As I was to discover, being a research psychologist was a much better fit for my personality. I have yet to encounter a life-threatening emergency at work, and it is a perfect fit for my creative, analytical, and enthusiastic personality traits. This example illustrates the notion that just because we can do something doesn't mean that we should or that we will even want to.

Personality Influences the Job Roles We Choose

The Five Factor Model of personality, also known as the Big Five, has been used to understand the relationships between personality, career selection, and job performance. The Big Five are Openness (to new experiences), Conscientiousness, Extraversion, Agreeableness, and Neuroticism (often referred to in its inverse as Emotional Stability). One study showed that students' personalities were related to the types of jobs they said they would chose. Choosing managerial roles was associated with higher agreeableness and conscientiousness and to a lesser extent higher extraversion and lower emotional stability. Choosing research and science roles was associated with higher extraversion and openness and to a lesser extent lower emotional stability. Finally, choosing technical roles was associated positively with extraversion and openness and to a lesser extent with higher conscientiousness and agreeableness.

A literature review further suggests a link between personality and job search. For example, those low on emotional stability are more likely to choose jobs that are low in complexity where they have a consistent routine and can work independently. Additionally, a study of people planning to enter different fields found that personality differences in the groups were well-defined (e.g., the civil engineering group was characterized by low emotional stability, high conscientiousness and low openness; the theater/drama group was characterized by high extraversion and low agreeableness).

Personality Links to Job Performance

Personality doesn't just influence which jobs we choose, but also how well we do in those jobs. Years of research into personality and job performance tells us that personality is linked to performance differentially, based on the specific job. For some jobs, like customer service, all five dimensions are related to job performance. Research on call centers finds that conscientiousness, emotional stability, and agreeableness all positively correlate with the productivity of employees, but extraversion and openness do not.

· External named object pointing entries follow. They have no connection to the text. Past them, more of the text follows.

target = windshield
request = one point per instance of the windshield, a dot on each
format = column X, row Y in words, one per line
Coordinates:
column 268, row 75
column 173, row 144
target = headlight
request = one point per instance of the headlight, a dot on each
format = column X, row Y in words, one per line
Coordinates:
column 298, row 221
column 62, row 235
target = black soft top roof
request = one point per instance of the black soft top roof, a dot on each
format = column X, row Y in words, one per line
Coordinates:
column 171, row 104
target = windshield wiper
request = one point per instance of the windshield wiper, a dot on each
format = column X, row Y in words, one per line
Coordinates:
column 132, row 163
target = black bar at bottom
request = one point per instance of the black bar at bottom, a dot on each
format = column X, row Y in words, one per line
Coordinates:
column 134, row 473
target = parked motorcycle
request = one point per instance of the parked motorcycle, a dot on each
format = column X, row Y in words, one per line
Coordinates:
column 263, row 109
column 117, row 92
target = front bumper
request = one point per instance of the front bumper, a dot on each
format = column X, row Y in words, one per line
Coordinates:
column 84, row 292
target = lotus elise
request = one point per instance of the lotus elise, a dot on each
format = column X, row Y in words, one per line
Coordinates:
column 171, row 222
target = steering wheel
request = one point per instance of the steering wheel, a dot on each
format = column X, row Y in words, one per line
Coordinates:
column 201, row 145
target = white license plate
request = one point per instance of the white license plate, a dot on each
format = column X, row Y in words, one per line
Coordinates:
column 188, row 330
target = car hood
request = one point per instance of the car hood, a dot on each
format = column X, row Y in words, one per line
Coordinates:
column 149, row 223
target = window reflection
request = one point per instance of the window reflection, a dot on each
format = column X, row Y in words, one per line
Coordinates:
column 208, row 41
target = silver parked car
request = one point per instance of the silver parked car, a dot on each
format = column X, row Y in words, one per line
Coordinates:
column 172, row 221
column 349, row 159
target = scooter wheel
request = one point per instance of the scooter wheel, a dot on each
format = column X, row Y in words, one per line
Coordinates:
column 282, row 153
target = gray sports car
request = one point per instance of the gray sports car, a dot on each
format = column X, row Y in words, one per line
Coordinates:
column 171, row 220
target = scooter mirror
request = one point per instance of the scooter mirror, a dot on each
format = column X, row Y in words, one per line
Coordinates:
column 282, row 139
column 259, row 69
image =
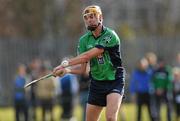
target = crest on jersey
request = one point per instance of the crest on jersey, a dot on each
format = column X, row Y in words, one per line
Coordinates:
column 107, row 39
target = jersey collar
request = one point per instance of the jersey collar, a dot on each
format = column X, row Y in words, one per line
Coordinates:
column 102, row 32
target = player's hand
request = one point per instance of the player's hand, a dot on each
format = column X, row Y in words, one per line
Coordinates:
column 61, row 71
column 58, row 71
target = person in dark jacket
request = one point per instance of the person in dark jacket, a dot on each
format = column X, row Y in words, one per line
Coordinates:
column 20, row 98
column 162, row 82
column 140, row 85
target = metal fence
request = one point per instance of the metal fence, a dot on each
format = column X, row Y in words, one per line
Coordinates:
column 13, row 52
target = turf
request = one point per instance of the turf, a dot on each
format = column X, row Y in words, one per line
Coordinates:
column 128, row 111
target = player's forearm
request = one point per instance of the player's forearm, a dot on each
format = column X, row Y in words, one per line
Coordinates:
column 83, row 58
column 76, row 71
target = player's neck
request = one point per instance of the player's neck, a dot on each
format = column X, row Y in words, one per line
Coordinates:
column 98, row 31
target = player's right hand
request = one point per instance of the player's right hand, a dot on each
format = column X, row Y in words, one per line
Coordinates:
column 59, row 71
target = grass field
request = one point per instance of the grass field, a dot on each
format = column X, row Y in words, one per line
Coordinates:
column 128, row 110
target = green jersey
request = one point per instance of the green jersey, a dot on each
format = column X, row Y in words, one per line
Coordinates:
column 104, row 66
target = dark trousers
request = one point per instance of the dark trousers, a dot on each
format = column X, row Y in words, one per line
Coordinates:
column 143, row 99
column 67, row 103
column 159, row 100
column 21, row 108
column 47, row 106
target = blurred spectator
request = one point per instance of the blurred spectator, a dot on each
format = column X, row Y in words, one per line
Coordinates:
column 139, row 85
column 84, row 87
column 20, row 97
column 45, row 91
column 177, row 62
column 162, row 82
column 152, row 60
column 176, row 91
column 34, row 72
column 69, row 89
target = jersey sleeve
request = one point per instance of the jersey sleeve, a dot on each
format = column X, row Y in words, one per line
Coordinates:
column 108, row 40
column 81, row 46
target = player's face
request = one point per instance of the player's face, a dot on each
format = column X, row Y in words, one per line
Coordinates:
column 91, row 20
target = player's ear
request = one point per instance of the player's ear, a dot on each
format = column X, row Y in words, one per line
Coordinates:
column 100, row 18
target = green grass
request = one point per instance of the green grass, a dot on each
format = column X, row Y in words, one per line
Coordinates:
column 128, row 110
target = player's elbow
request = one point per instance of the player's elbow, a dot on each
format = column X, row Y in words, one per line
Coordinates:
column 85, row 58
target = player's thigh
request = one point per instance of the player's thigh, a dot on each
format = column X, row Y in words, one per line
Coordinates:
column 113, row 104
column 93, row 112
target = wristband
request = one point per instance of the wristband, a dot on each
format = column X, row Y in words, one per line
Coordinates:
column 65, row 63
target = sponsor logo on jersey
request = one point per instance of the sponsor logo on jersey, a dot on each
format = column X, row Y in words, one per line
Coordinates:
column 100, row 59
column 107, row 39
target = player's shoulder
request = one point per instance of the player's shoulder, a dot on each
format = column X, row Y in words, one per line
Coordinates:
column 85, row 36
column 111, row 32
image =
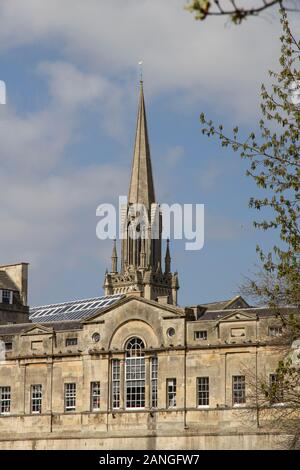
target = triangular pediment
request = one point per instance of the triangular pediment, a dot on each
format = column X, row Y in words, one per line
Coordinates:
column 238, row 316
column 165, row 309
column 37, row 330
column 237, row 302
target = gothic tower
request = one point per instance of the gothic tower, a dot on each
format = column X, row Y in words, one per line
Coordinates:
column 141, row 271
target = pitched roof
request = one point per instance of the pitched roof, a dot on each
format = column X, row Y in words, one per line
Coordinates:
column 57, row 326
column 6, row 282
column 235, row 302
column 74, row 310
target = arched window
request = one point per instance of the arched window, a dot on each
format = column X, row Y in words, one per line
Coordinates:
column 135, row 373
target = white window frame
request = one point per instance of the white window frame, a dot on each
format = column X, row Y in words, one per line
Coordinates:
column 116, row 382
column 198, row 335
column 135, row 375
column 5, row 399
column 238, row 380
column 10, row 296
column 154, row 382
column 275, row 331
column 203, row 391
column 70, row 397
column 71, row 338
column 273, row 379
column 95, row 396
column 171, row 393
column 36, row 398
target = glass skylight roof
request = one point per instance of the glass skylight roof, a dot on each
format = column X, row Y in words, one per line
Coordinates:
column 74, row 310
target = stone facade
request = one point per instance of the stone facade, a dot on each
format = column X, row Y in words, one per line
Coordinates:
column 134, row 370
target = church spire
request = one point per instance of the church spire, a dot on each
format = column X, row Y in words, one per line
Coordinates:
column 141, row 189
column 168, row 258
column 114, row 259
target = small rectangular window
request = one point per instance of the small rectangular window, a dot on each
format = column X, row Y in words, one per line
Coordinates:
column 200, row 335
column 36, row 399
column 275, row 330
column 238, row 390
column 115, row 383
column 203, row 391
column 37, row 345
column 171, row 393
column 7, row 296
column 5, row 400
column 71, row 341
column 276, row 389
column 154, row 377
column 70, row 397
column 236, row 332
column 95, row 396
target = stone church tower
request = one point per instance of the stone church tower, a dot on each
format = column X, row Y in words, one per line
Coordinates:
column 141, row 247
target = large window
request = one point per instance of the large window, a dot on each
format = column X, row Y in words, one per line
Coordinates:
column 95, row 396
column 154, row 377
column 5, row 399
column 171, row 393
column 135, row 374
column 115, row 383
column 36, row 399
column 70, row 397
column 203, row 391
column 238, row 390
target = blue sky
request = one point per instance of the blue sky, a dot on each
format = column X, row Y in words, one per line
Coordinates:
column 67, row 134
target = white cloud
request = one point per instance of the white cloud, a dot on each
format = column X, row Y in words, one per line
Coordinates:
column 207, row 61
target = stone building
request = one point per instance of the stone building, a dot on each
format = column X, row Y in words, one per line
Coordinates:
column 132, row 369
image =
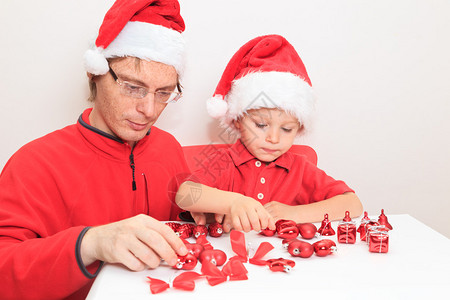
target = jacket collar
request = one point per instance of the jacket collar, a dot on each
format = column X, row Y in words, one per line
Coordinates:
column 105, row 143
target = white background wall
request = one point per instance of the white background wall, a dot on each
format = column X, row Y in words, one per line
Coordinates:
column 380, row 70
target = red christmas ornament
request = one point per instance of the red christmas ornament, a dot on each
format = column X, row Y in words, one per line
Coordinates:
column 300, row 249
column 362, row 226
column 285, row 243
column 324, row 247
column 187, row 262
column 194, row 249
column 379, row 241
column 185, row 231
column 307, row 230
column 173, row 225
column 215, row 256
column 286, row 229
column 347, row 230
column 325, row 229
column 215, row 229
column 200, row 230
column 268, row 232
column 382, row 219
column 280, row 265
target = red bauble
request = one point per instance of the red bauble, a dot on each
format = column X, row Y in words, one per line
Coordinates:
column 325, row 229
column 307, row 230
column 215, row 229
column 280, row 265
column 379, row 241
column 200, row 230
column 187, row 262
column 300, row 249
column 324, row 247
column 268, row 232
column 215, row 256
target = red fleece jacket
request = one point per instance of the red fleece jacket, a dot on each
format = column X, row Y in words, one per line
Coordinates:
column 56, row 186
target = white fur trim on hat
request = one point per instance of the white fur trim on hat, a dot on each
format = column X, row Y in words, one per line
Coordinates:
column 142, row 40
column 216, row 106
column 281, row 90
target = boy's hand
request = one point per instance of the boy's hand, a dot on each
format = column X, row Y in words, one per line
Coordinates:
column 246, row 214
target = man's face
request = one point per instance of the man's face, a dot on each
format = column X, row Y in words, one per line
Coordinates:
column 123, row 116
column 267, row 133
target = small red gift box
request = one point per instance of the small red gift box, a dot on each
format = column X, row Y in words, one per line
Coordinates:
column 347, row 232
column 379, row 241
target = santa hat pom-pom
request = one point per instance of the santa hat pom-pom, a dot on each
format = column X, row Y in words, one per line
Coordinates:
column 95, row 62
column 216, row 106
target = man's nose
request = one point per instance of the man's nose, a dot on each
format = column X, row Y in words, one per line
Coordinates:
column 147, row 105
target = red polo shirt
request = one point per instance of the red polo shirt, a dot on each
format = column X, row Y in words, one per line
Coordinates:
column 291, row 179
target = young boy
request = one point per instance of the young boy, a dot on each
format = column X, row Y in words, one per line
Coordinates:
column 265, row 97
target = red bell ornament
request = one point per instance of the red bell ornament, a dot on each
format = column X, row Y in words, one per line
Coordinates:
column 173, row 225
column 347, row 230
column 324, row 247
column 280, row 265
column 185, row 231
column 362, row 226
column 187, row 262
column 194, row 249
column 285, row 243
column 307, row 230
column 215, row 256
column 382, row 220
column 325, row 228
column 215, row 229
column 379, row 241
column 200, row 230
column 300, row 249
column 268, row 232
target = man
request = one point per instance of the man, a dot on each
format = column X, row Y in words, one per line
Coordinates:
column 94, row 191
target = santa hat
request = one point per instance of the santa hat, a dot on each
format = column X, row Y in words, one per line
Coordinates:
column 266, row 72
column 149, row 30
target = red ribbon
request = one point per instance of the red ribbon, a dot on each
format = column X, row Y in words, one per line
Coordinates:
column 184, row 281
column 237, row 239
column 263, row 249
column 234, row 269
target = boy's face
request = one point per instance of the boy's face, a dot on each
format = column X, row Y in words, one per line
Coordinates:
column 267, row 133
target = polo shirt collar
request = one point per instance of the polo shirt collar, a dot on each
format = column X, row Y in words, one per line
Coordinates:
column 240, row 155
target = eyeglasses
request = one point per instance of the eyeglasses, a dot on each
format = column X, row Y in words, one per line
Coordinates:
column 139, row 92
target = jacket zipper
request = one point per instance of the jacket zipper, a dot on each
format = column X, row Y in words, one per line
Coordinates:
column 133, row 169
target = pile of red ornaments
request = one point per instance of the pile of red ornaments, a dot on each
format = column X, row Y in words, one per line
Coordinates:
column 202, row 249
column 288, row 230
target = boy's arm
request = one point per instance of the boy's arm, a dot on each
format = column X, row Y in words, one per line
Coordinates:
column 245, row 212
column 335, row 207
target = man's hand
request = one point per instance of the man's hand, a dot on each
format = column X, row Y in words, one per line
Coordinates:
column 246, row 214
column 138, row 243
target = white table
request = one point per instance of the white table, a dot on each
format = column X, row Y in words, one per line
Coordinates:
column 417, row 266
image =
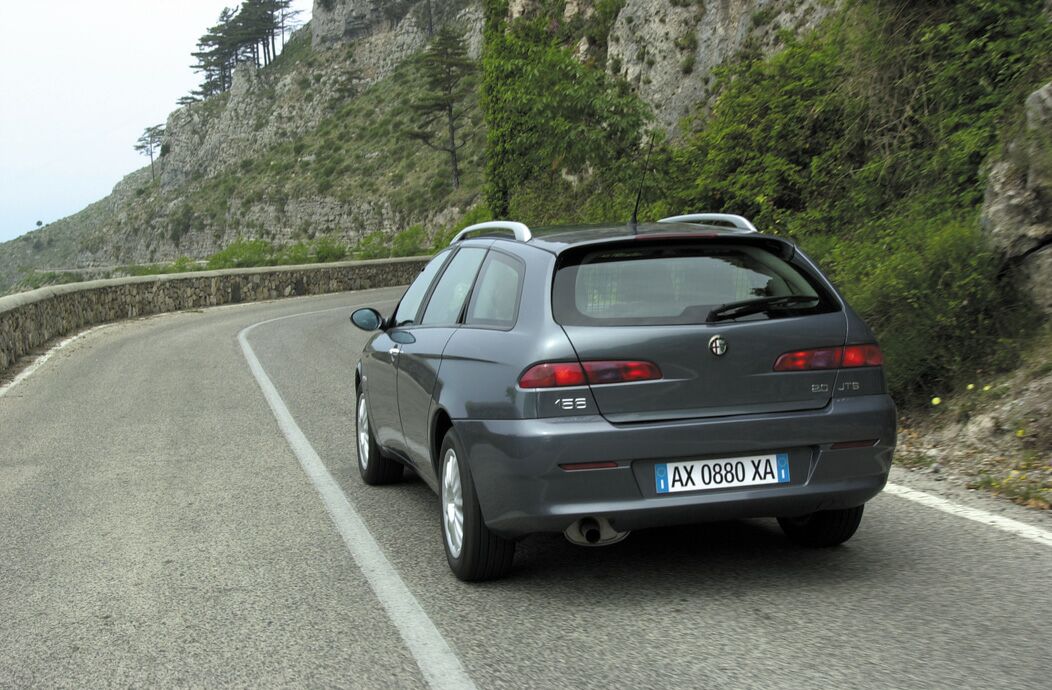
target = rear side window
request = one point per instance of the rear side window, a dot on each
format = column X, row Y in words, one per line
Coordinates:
column 409, row 305
column 496, row 300
column 449, row 295
column 678, row 284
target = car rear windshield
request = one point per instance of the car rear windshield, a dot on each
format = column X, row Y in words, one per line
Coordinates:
column 678, row 284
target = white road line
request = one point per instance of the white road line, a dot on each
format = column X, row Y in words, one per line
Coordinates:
column 1004, row 524
column 436, row 658
column 25, row 373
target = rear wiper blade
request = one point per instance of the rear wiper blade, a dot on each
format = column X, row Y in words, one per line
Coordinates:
column 734, row 309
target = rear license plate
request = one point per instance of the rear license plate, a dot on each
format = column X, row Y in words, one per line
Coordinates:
column 722, row 473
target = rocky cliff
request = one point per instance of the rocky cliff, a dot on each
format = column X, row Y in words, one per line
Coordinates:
column 1017, row 210
column 669, row 49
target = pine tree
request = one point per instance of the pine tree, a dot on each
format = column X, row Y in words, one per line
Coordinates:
column 148, row 143
column 448, row 79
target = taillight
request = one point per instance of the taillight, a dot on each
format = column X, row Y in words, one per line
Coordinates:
column 621, row 371
column 552, row 374
column 557, row 374
column 830, row 358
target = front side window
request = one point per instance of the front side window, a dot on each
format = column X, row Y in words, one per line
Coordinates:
column 449, row 295
column 409, row 305
column 496, row 300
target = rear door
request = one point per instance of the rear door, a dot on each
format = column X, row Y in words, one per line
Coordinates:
column 651, row 301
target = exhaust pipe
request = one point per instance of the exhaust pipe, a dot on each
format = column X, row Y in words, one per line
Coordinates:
column 590, row 530
column 593, row 531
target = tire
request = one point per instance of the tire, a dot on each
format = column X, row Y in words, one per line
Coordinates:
column 477, row 554
column 824, row 528
column 372, row 465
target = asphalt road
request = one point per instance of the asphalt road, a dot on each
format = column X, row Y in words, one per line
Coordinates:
column 157, row 529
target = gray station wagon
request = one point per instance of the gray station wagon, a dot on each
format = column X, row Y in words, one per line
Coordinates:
column 592, row 381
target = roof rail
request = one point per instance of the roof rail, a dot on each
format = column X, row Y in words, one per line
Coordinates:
column 521, row 230
column 737, row 221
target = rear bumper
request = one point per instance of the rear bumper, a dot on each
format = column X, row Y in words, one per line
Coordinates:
column 522, row 489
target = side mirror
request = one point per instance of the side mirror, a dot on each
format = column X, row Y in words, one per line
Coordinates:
column 367, row 319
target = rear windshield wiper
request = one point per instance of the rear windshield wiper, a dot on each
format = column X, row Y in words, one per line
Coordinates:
column 735, row 309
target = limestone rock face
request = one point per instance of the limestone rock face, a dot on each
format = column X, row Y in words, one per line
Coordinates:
column 384, row 33
column 1017, row 207
column 668, row 49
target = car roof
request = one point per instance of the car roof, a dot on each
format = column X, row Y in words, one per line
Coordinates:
column 559, row 238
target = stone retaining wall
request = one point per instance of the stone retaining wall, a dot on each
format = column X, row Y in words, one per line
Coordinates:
column 28, row 320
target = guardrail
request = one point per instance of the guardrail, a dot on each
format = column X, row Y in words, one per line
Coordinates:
column 28, row 320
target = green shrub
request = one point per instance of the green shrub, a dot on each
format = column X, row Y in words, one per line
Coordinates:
column 372, row 245
column 243, row 254
column 328, row 249
column 409, row 242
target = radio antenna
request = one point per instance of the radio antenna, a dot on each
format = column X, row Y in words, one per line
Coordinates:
column 639, row 195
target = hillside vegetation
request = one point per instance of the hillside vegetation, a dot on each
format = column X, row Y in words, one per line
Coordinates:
column 864, row 140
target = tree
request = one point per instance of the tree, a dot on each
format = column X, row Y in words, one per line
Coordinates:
column 448, row 79
column 245, row 34
column 149, row 142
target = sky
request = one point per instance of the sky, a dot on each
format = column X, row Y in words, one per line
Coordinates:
column 79, row 82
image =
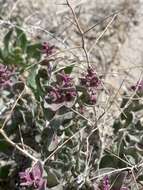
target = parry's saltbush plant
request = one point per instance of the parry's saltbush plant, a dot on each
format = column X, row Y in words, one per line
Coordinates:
column 48, row 137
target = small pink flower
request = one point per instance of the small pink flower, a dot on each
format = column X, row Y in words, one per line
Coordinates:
column 138, row 87
column 47, row 49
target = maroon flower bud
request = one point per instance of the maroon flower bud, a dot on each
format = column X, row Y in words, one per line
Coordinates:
column 106, row 184
column 64, row 80
column 62, row 91
column 47, row 49
column 138, row 87
column 90, row 79
column 32, row 177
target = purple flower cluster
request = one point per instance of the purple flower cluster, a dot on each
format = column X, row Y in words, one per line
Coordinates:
column 106, row 184
column 63, row 90
column 138, row 87
column 47, row 49
column 32, row 177
column 5, row 76
column 91, row 82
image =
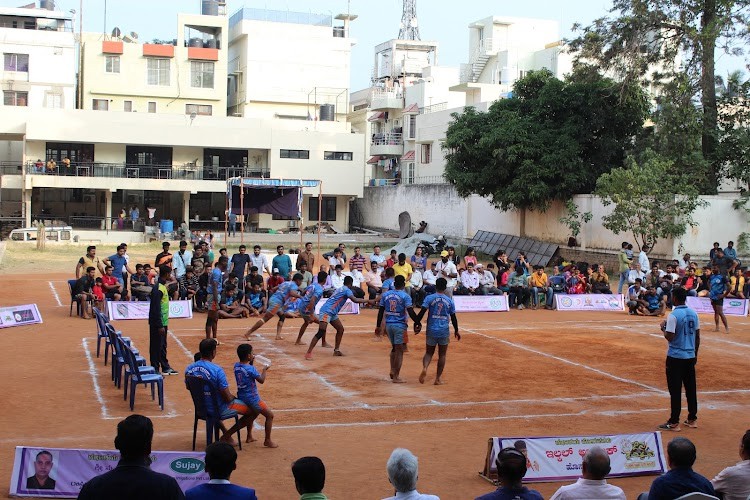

In sales and management positions, extraversion and conscientiousness are the best predictors of job performance. Across skilled and semi-skilled jobs, conscientiousness and emotional stability emerge as the strongest predictors of job performance.

Personality has a positive influence on the careers we choose and on how well we do in them. So it makes good sense, as an individual, to have an accurate view of what you are like. An effective way to accomplish this is by completing a personality questionnaire. And if you need any more convincing: It's often said that people are hired on the basis of their capabilities (skill, knowledge, and intellect) but fired because of their personalities!